3. Stade océan large
Le volcanisme basaltique sous-marin se développe : les laves s’écartent progressivement de l’axe du fossé (= dorsale), immédiatement remplacées par des laves plus jeunes. Ainsi, de part et d’autre du fossé, chaque plaque océanique reçoit en permanence un apport de matière volcanique : elle s’épaissit et s’alourdit. Il en résulte une surcharge qui peu à peu provoque un enfoncement du fond océanique (= subsidence). Cet enfoncement facilite la sédimentation qui a son tour accentue la subsidence.
4. Stade de subduction
Dans certains cas, il peut arriver un moment où par suite de son alourdissement, la plaque océanique ainsi que les sédiments qui la recouvrent, se mettent à plonger dans les couches visqueuses du manteau, en s’enfonçant sous la croûte continentale, au contact océan-continent. C’est ce que l’on appelle une marge continentale active, bordée par une fosse océanique. C‘est le cas actuel de la côte pacifique du contient américain. Le schéma peut se compliquer par l’existence d’arcs insulaires qui délimitent entre eux et un continent des mers à caractère océanique : c’est le cas des guirlandes d’îles de l’Océan Pacifique occidental.

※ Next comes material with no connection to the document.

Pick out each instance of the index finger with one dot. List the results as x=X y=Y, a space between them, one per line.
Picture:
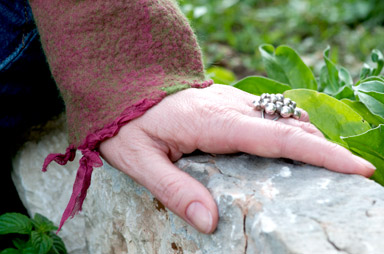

Il faut noter qu’à l’inverse des marges actives, il existe des marges passives, dans lesquelles au contact océan-continent les croûtes océanique et continentale ne sont pas déconnectées : dans ce cas il n’y a pas de subduction ; c’est le cas des côtes atlantiques.
5. Stade de collision
L’expansion d’un fond océanique entraîne l’éloignement
des deux continents qui encadrent l’océan... ce qui a pour effet de rapprocher
au moins l’un des deux d’un troisième
continent supposé fixe. Le terme ultime de ce resserrement est la rencontre
de deux continents ou collision. Il en résulte la subduction de la croûte
continentale « mobile » sous la croûte continentale « fixe ».
Ce phénomène s’accompagne naturellement d’une phase intense de tectonique
tangentielle (nappes de charriage). C’est à un tel processus que l’on doit
attribuer le plissement alpin (des Alpes à l’Himalaya) par collision des plaques
africaines et indienne contre la plaque eurasiatique.